Andrew Oberstar

Netflix and Recommender Systems

June 11, 2011

This was written as a speech for a training class at work, so the tone is a little odd for a blog post, but oh well.

Gary, Sue, and 10 other people like this comment. Customers who shopped for this chair also shopped for that CD. Our best guess for you is 3.7 stars. Many sites now recommend things to you based on the way you use their site. But why do they need to do this? You can find anything on the Internet. But, because everything is at your fingertips, there's an information overload. There's no way I can look through every movie Netflix has and find the one I should watch next.
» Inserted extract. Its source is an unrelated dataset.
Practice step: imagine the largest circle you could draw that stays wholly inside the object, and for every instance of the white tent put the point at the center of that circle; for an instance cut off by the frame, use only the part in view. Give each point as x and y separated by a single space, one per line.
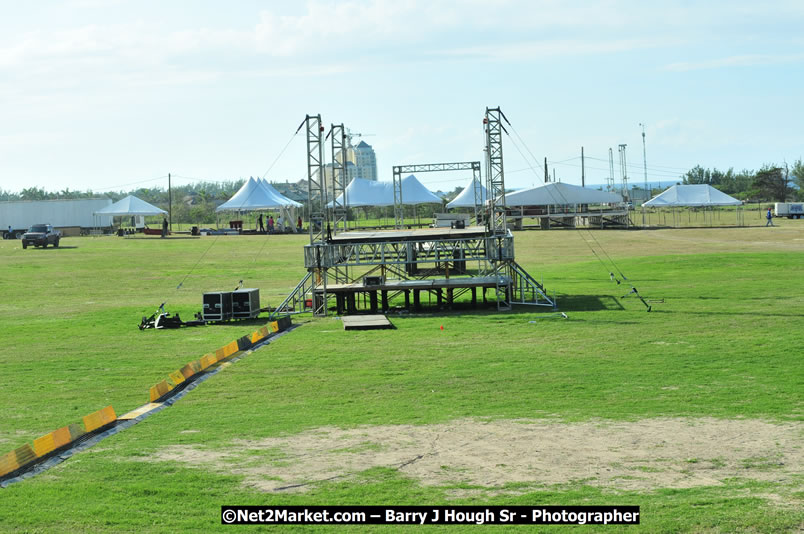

In order to help us navigate all of these choices, and ultimately become loyal paying customers, websites need to provide value by showing us things we will like.

Most sites today that have user ratings information will still merely show you a basic average of everyone's opinion. Based on the number of ratings, this will either tell you what the entire world thinks of something (if it's popular), or what some cult following thinks of it. Neither of which is necessarily applicable to you. What you would rather know is what people who have similar tastes think of it.

For my senior research project, I looked at recommender systems; specifically in the context of the Netflix Prize. The goal of this contest was to improve on Netflix's recommendation algorithm by 10%, for which they would award $1 million. They released a massive dataset of 100 million ratings from around a half-million users across a total of 18,000 movies.

Through my research I found that there are many different approaches to recommender systems. I'll just cover one that's a little easier to visualize, called matrix factorization. I'll skip the gory math details, but essentially what it tries to do is detect common features among movies. You can think of a feature as action, comedy, or romance, but it ends up being more abstract than that since the algorithm doesn't understand those concepts, it just sees a common thread in the data. For a particular feature, it will try to estimate how much a movie exhibits each of those features and how much a user likes a particular feature. The algorithm will take all of these features together to make its prediction.

What you ultimately want get out of these recommender systems, is the ability to take advantage of all of the variety these services provide, but not have to do the dirty work yourself. You can leverage recommendations based on your own preferences, to ideally find movies that you might not have find on a best-seller list, but may just be your favorite movie that you never knew existed.